子どもの立場であれば、親は絶対的な存在。特に、母親は特別な存在だ。女の子はさらに、母親を理想としやすい。主人公のコットンも同じ。母親から「わがまま」「泣き虫」「自分勝手」「気が利かない」と言われても、けなげに「愛されたい」「認められたい」気持ちを抱き続ける。「いつかこの気持ちに応えてもらえるはず」と、淡い期待を重ねながら。
小学生の多感な時期に両親の離婚から母子家庭になり、家に帰らない兄、母は家を留守にしがちに。家は荒れ放題で、姉と2人だけの生活。子どもは、寂しい気持ちや甘えたい気持ちが違う形になって表れることがあると学んだことがあるが、主人公も同様だった。不登校になったり、祖父母の家に居候したりして親の注意をひこうとしていた。しかし、母親はなにも変わらない。平気で娘をこき下ろし、娘に対して全く愛情を注がない。「本当にこんなひどい親がいるのか?」と思う人がいるかもしれないが、これはフィクションではなく実際に著者の身に起こったことであり、今もどこかの家庭で起こっていることなのだ。

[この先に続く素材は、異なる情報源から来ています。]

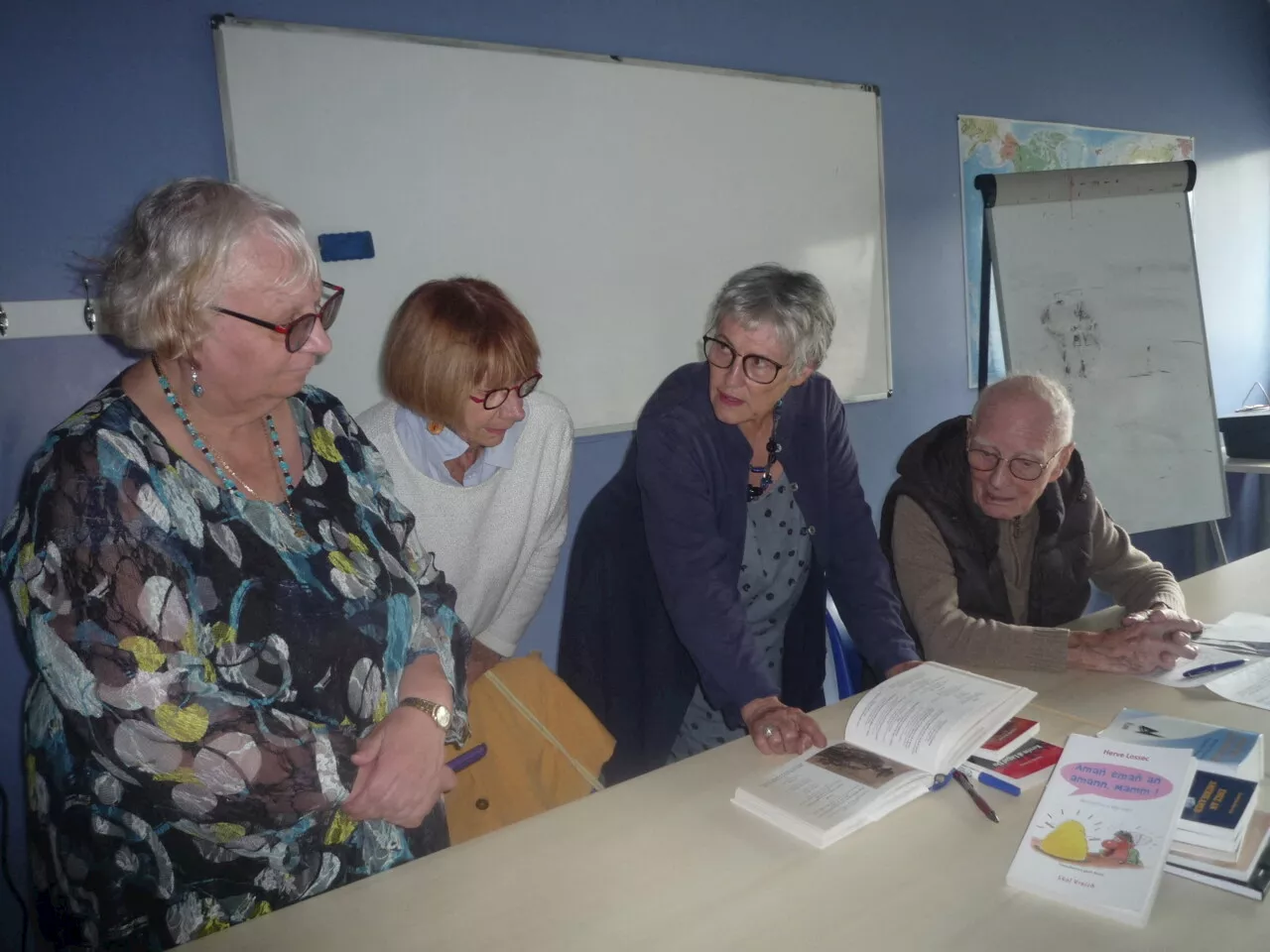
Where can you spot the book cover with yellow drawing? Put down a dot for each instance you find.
(1103, 825)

親から何度も期待を裏切られると心が折れそうになるはずだが、やはり母親は特別なのだろうか。読んでいて胸が痛くなる。私自身、離婚した両親をもつ子どもに接する機会があるが、周りにはつとめて明るくふるまう子どもがとても多い。コットンも本当は辛いのに、悲しいのに、平静を装い、自分の気持ちにフタをする。ある意味大人びた子どもだ。
問題の母親は10歳以上若い男と再婚し、主人公はその男から性的虐待を10年にわたって受けることになる。また、男は酒を飲めば暴れて母に暴力をふるう。コットンはDVを受けている母を可愛そうだと思い、いつか助けてあげたいと思うようになる。もちろん、自分の性的虐待は誰にも相談できないままだ。読者から見れば、義父も母も毒親に違いないが、逃げ出さない母自身も共依存を抱え、すでに泥沼状態にいることがわかる。
少しずつ大きくなると、家から外に出る機会が増える。特に、大学に進学して親元を離れたときに「やっぱりうちは違うんだ」と納得できるのだ。しかし、自分にできることはなにもない。さらに、子ども時代に傷つけられた心のケアをしてくれる人もいない。そんなときに妊娠がわかり慌ただしく結婚した主人公。何度も母に期待を裏切られて育った経験から人間不信のままだった。
正直に自分の気持ちを打ち明けて砕かれる恐怖から、心に保険をかけて生活してきたせいで、夫との夫婦関係にもヒビが入りかける。3人の親になった主人公は、少しずつ少しずつ自分で自分の心のケアができるようになり、夫との関係も修復。子どもとの接し方や自身の家庭の中で自己肯定感を取り戻し、生きる価値を取り戻すことができたのだった。
ブログで発信して自分を見つめ直す時間をもったこと、読者から共感を得たことも大きなきっかけになったはずだ。世の中に機能不全家族で悩んでいる人は少なからずいる。幼少期の心の傷を抱えている人、母親との関係に悩んでいる人には自身の心のケアのきっかけに、ぜひ読んでほしい作品である。